Fubon Financial told the Taiwan Stock Exchange that its insurance unit is taking no more than 20% of the final fund size of AppWorks Fund IV, which will invest in Taiwan and Southeast Asia.

DealStreetAsia reported that the venture capital firm in November was looking to make the first close of the fourth fund at about $200 million. The total corpus that the firm is targeting to raise by mid-2023 is $360 million, according to its top executives.

Source: Deal Street Asia

THAILAND

Thailand’s securities regulator has launched guidelines for asset managers to assess climate-related risk when managing investment portfolios.

The move comes just days after Thailand won top marks in Southeast Asia for achieving the United Nations’ Sustainable Development Goals or SDGs.

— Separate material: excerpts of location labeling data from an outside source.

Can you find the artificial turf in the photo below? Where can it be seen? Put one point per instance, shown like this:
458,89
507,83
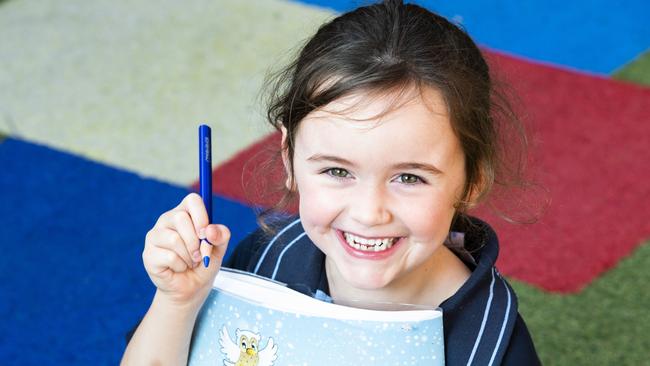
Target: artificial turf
605,324
637,71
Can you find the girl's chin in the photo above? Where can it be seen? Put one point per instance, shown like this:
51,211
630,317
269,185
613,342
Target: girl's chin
367,280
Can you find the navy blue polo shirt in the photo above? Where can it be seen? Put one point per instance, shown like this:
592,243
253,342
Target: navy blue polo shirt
482,325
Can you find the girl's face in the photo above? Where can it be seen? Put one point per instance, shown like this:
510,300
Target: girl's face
377,194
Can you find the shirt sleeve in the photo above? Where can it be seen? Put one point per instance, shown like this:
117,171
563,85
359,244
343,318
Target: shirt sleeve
521,350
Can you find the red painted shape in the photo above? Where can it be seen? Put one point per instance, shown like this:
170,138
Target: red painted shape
592,154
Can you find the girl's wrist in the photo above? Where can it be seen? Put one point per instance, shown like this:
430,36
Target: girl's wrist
191,306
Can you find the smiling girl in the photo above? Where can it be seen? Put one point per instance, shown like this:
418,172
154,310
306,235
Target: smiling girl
389,137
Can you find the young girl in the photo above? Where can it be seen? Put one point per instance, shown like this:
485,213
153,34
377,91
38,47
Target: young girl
389,136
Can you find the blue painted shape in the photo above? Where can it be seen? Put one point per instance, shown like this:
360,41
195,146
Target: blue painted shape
71,273
593,36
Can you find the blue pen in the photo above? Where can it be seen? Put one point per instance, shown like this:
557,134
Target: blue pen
205,176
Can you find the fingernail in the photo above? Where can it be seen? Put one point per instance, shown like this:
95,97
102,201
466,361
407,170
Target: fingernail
196,256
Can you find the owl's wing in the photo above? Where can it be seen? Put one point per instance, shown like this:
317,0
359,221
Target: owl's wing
268,354
228,347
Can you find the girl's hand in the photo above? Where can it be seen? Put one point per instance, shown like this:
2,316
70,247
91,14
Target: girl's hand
171,253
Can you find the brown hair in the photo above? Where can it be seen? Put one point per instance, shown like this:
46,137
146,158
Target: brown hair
394,46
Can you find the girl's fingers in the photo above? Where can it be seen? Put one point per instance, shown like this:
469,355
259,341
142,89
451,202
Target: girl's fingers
171,240
193,205
158,260
185,227
206,253
218,236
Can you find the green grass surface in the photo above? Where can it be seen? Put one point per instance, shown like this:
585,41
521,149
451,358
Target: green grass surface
637,71
605,324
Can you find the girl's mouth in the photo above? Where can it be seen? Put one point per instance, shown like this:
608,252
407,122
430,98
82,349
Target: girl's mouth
368,245
375,248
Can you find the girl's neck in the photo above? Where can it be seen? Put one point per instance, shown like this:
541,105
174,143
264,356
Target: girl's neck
430,284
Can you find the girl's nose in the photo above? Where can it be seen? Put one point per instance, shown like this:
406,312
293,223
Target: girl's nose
368,206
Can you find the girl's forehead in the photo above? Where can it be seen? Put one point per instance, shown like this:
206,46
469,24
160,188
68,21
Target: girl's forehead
367,110
364,111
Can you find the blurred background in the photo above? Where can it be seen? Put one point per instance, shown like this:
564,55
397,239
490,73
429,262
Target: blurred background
99,107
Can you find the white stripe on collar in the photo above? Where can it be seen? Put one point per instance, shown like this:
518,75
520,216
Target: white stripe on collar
259,262
505,321
485,316
277,263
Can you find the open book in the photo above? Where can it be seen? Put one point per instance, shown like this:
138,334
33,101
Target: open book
251,320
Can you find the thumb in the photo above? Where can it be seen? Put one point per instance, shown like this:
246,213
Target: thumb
213,250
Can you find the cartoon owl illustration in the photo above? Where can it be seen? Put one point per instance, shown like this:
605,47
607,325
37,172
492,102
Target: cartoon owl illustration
246,351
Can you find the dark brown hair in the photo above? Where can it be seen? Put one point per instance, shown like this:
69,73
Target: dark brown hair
391,46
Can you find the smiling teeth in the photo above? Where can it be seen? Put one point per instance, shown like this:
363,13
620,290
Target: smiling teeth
368,245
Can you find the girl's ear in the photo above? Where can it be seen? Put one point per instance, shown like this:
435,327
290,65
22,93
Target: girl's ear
285,158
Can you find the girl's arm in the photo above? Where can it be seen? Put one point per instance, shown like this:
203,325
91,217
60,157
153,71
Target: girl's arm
173,262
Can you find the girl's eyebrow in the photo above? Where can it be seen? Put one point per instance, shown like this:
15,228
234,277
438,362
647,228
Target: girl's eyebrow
406,165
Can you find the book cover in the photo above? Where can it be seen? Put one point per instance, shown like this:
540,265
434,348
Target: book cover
249,320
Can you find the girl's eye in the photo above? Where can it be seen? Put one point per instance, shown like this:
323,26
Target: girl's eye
410,179
337,172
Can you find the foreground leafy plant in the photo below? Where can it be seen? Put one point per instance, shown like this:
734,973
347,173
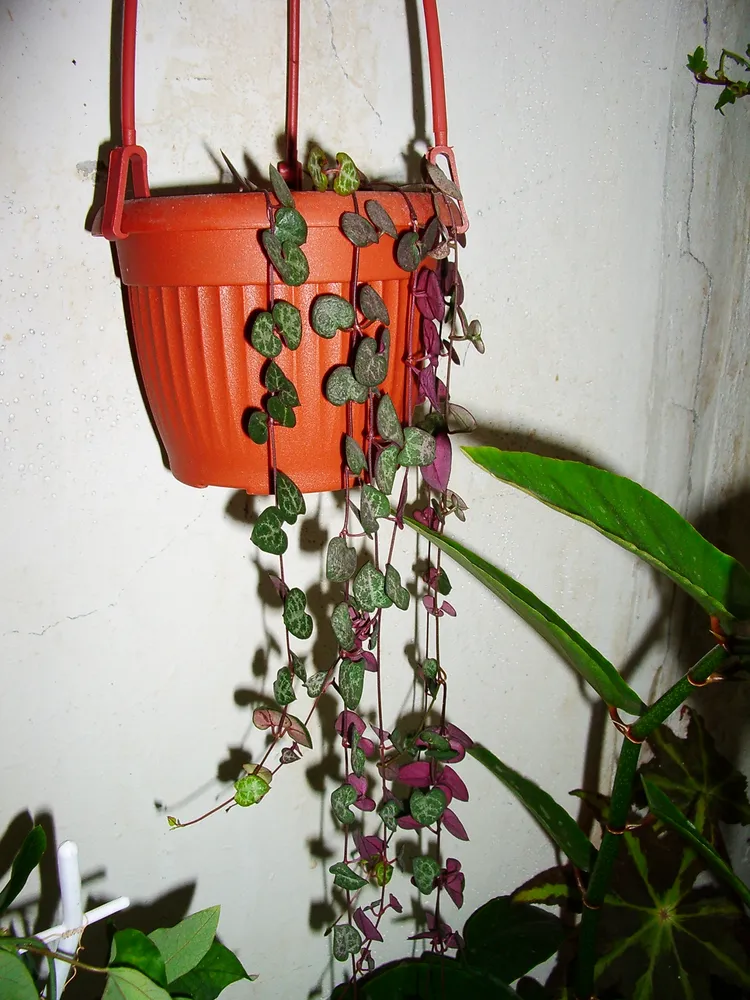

The Securities and Exchange Commission, Thailand (SEC) says its new guidelines also aim to help asset managers to address climate-related issues through capital market mechanisms in accordance with the SDGs.

Source: Asia Asset Management

REST OF THE WORLD

Norway's sovereign wealth fund, one of the world's largest investors, on January 31 reported a record loss of NOK1.64 trillion ($164.4 billion) for 2022, bringing to an end a three-year run of soaring profits.

The fund's return on investment in 2022 stood at minus 14.1% for the year, which was 0.88 percentage point better than the return on the fund's benchmark index.

The return on the fund's equities was minus 15.3%, while it was minus 12.1% on fixed-income investments. It earned a positive 0.1% return on unlisted real estate and 5.1% for renewable energy projects.